The appraisal of BRC, after its first reports [
1,
2] in the early nineteen–eighties, has evolved over the years. The first two reports indicated that systemic corticosteroid therapy was not very efficient [
1,
2] and BRC became to be perceived as a relatively benign disease probably not needing aggressive treatment [
5,
19,
30,
31]. This opinion also prevailed because visual acuity remained conserved for long periods. This is explained by the fact that, although profuse macular and retinal edema was present, peculiarly the fovea was relatively spared in a large proportion of cases [
3]. When longer follow-up data became available, it was shown that morbidity and complications were in fact of substantial importance, including severe visual field impairment, retinal thinning and atrophy with pseudo-retinitis pigmentosa evolution in some cases [
32], epiretinal membranes as well as choroidal atrophy [
16]. Numerous reports began to demonstrate that steroidal and non-steroidal immunosuppression was needed to improve the outcome of BRC in the long run and this became the standard of care [
21,
22,
33]. It was further shown that, when considering visual field as the functional parameter to decide upon treatment for BRC cases, treatment was started earlier [
23]. The grade of early activity could also be determined clearly thanks to ICGA showing choroidal foci and choroidal vasculitis, two signs of activity [
34‐
38]. On the other hand, it became clear that oval depigmented birdshot fundus lesions, representing stromal scars, were not influenced by therapy and were not a sign of disease activity [
12]. ICGA signs and the presence of visual field disturbances allowed both an early diagnosis and an early treatment, before oval depigmented BRC fundus lesions were noted [
23]. It was even shown that, when treated early and before appearance of oval depigmented BRC lesions, those lesions never developed [
23]. The belief, in the nineteen–eighties, that BRC was a benign disease was possibly also based on the fact that early reports certainly included benign cases. Such mild cases certainly exist and are important to identify such cases in order not to overtreat patients who do not need it. Data on such patients are reported in our study. At presentation, in case of unilateral functional involvement, an attempt was made to treat locally, delaying systemic treatment until disease progression was documented. In half of the patients, an attempt was made to start treatment with sub-Tenon’s injections of triamcinolone acetonide (40 mg). In 5/8 patients, periocular treatment did not halt progression and systemic treatment had to be introduced. In the 3/20 patients (15%) reported here, progression was halted by periocular therapy and they could be termed mild cases, whereas 85% of patients needed systemic treatment. In our three mild patients, as expected, BRC fundus lesions did not progress nor regress as they are choroidal scars and not active lesions. FA signs were minimal and remained stable. In contrast, ICGA lesions, a witness of disease activity, did regress indicating that there was no active disease progression until the last follow-up. In this group, the disease resulted from a minimally aggressive process. OCT and EDI-OCT showed that both retinal and choroidal structures were preserved without significant thinning after a mean follow-up of more than 9 years.

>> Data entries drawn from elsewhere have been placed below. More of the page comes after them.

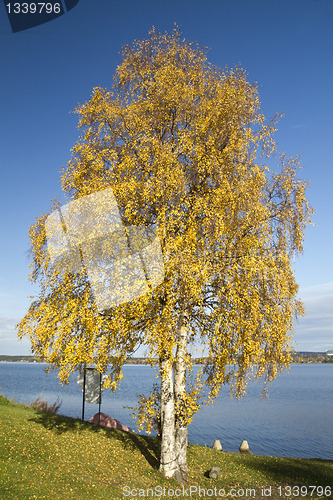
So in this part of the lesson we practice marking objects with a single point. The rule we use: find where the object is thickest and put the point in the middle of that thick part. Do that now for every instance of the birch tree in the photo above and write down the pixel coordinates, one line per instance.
(179, 141)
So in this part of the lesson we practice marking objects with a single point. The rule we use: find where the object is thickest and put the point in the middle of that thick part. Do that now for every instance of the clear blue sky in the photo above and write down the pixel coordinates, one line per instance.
(285, 46)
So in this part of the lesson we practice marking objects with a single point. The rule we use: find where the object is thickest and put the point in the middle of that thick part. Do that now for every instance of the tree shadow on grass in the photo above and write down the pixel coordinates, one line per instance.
(148, 446)
(295, 470)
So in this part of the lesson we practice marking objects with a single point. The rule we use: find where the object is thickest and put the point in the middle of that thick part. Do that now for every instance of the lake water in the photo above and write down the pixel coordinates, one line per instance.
(295, 421)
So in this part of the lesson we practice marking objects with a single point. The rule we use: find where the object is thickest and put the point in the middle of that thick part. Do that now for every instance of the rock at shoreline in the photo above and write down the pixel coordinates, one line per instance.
(107, 421)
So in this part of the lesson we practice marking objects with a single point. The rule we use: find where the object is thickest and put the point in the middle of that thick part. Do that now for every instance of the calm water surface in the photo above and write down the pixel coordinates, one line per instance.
(296, 420)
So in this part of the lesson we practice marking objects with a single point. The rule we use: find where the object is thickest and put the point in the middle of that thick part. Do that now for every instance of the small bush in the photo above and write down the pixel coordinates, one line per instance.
(44, 407)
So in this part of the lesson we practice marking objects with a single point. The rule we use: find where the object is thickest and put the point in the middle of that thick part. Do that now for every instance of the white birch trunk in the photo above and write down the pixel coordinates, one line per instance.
(168, 461)
(180, 391)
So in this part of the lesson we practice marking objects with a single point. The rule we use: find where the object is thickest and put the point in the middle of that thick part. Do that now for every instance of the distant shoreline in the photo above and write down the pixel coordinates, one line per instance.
(298, 357)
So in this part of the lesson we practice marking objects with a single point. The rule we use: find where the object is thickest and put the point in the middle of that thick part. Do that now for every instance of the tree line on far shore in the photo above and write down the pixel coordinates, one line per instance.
(298, 357)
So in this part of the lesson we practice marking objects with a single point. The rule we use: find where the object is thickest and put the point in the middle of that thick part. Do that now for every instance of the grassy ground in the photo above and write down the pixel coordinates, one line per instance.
(48, 456)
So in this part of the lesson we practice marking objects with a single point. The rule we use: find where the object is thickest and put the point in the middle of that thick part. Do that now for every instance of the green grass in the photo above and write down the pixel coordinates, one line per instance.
(48, 456)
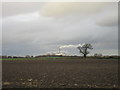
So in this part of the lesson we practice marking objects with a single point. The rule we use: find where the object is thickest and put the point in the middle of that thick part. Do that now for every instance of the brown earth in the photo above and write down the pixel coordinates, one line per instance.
(71, 73)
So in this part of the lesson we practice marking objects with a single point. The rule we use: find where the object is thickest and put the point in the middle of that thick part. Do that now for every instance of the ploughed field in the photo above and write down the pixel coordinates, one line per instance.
(60, 73)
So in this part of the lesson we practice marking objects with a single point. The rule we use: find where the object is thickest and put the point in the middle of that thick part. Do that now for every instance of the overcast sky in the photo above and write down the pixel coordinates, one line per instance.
(38, 28)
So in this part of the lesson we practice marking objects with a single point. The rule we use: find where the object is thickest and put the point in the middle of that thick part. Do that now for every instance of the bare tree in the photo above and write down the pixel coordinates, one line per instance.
(84, 49)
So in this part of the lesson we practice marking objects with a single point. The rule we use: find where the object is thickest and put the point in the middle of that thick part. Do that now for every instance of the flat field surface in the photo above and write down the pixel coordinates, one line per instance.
(60, 73)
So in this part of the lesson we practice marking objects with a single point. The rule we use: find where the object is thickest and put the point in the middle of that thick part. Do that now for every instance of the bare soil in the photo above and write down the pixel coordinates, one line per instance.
(69, 73)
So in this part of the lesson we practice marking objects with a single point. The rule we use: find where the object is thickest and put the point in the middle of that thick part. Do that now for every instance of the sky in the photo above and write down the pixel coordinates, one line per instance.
(35, 28)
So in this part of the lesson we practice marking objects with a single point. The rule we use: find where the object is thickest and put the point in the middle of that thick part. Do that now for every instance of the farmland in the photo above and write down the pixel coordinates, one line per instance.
(59, 73)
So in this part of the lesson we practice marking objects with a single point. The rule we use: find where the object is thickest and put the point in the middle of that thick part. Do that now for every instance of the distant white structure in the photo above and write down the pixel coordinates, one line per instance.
(56, 53)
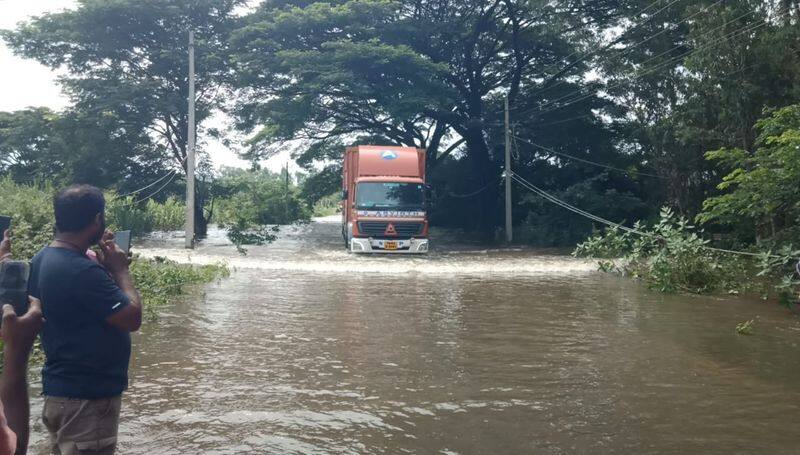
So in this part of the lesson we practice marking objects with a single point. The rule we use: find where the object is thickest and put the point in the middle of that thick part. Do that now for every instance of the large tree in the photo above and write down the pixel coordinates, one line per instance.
(128, 59)
(429, 74)
(38, 144)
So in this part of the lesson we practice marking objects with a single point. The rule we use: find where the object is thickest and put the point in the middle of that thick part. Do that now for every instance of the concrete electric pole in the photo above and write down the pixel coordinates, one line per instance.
(190, 152)
(507, 174)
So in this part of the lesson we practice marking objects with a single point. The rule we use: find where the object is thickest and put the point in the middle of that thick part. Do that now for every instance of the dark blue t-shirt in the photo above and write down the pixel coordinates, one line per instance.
(86, 357)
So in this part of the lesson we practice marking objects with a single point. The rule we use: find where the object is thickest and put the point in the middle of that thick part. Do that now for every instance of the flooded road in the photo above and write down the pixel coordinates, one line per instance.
(306, 349)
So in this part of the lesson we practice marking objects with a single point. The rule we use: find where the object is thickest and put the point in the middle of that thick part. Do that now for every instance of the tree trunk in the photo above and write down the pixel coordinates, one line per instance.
(484, 170)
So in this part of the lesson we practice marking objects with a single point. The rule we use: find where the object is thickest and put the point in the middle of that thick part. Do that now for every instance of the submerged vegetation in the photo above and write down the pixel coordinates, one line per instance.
(160, 281)
(671, 256)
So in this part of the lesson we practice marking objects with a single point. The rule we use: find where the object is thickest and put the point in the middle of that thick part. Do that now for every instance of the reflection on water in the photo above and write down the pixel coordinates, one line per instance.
(306, 349)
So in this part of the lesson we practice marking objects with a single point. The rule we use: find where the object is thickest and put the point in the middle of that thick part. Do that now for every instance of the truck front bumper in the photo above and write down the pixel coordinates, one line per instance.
(370, 245)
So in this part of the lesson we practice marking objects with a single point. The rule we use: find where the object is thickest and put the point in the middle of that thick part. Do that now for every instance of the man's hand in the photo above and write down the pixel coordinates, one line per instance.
(5, 246)
(111, 256)
(18, 332)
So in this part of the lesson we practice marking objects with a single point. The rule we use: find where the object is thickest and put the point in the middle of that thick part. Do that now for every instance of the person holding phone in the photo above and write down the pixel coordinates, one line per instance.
(18, 333)
(89, 310)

Our survey shows indeed that there is a small proportion (15%) of low-grade BRC cases that never go over to a stage where systemic therapy is needed. In contrast, when systemic therapy is needed, an aggressive and quasi-lifelong therapy has to be applied, mostly consisting of a combination of two immunosuppressive agents [
3,
12,
21,
22,
32]. Therefore, it is important to identify those cases without massive involvement at presentation to try to sort out the patients who do not need systemic therapy, as we know that, in that case, treatment is going to be heavy and prolonged.